A tributação vigente dirige-se ao indivíduo no seu tempo, interpelando-o na escolha entre as formas alternativas de organizar a sociedade e de estar em sociedade, influencia em especial a criação de emprego e o rendimento disponível, e deste modo o quotidiano e a vivência de todos e de cada um.

Ninguém se pode apresentar a fruir sem contribuir na medida da sua capacidade contributiva, e por assim entender, advogo que praticar e dar a conhecer uma cultura fiscal estruturada na reputação e na transparência é um ato indispensável para superar os desafios contemporâneos a que aludi, desde que com respeito pela privacidade legítima e a dignidade humana - no que é essencial o escrúpulo democrático contra o acesso indevido de dados, incluindo pessoais e do seu processamento -, e da efetividade do direito de defesa.

Na certeza de que só valemos pelo que deixamos aos outros, esta cultura fiscal, depende antes de mais do estaleiro quotidiano da sociedade em que nos integramos. Na afirmação do propósito de trabalhar em conjunto, num espírito construtivo, de confiança, de cooperação recíproca e boa-fé, sem o que não logrará consequência efetiva, posto que só a força do exemplo dado por pessoas e instituições públicas, privadas e do terceiro setor que são vistos como referências na comunidade, poderá gerar uma dinâmica de consentimento e adesão fiscal pelo conjunto da sociedade.
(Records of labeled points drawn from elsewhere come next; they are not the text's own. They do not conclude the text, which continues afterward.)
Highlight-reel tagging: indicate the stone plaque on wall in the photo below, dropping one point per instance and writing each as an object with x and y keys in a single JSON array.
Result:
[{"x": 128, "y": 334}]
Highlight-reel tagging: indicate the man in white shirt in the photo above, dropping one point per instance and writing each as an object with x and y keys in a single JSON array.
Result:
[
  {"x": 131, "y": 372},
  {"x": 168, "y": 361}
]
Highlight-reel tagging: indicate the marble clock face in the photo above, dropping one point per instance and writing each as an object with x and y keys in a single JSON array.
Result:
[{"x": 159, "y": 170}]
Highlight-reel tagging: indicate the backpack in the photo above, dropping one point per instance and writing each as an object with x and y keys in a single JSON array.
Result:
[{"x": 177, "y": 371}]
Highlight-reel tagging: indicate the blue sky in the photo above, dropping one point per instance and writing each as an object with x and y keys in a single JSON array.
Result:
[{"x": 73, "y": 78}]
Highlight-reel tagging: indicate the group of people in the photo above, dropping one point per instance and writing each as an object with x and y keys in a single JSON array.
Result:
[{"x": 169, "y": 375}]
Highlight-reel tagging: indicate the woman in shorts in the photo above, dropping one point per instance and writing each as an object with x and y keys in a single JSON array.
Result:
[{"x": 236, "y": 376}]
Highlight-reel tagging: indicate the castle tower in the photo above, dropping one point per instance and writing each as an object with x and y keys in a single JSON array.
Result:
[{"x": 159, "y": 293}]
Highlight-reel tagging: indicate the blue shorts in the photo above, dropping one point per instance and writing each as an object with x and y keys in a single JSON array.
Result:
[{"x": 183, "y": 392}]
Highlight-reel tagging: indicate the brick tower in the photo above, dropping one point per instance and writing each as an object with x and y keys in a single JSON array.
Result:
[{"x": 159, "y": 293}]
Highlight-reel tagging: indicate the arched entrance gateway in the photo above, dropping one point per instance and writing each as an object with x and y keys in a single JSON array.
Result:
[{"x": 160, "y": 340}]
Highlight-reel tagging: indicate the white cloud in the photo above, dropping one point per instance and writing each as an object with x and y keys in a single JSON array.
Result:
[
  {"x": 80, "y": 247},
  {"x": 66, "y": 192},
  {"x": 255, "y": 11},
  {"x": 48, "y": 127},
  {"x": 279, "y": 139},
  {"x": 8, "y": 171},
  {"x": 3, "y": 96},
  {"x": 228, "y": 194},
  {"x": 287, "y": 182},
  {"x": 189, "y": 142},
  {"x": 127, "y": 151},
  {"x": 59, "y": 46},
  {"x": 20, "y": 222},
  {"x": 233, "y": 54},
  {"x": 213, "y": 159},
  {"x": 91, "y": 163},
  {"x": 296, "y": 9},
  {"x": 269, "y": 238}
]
Deste modo, abrir-se-á caminho à ordem pública justa e próspera que é o melhor factor de promoção de uma moral social respeitadora da diferença vinculada à promoção da liberdade individual e da interligação homem-cultura-ambiente na edificação de bem-estar social. Dito de modo breve: é uma ato de cidadania dedicado à regeneração da democracia e do fortalecimento da liberdade. Lastro de esperança no futuro.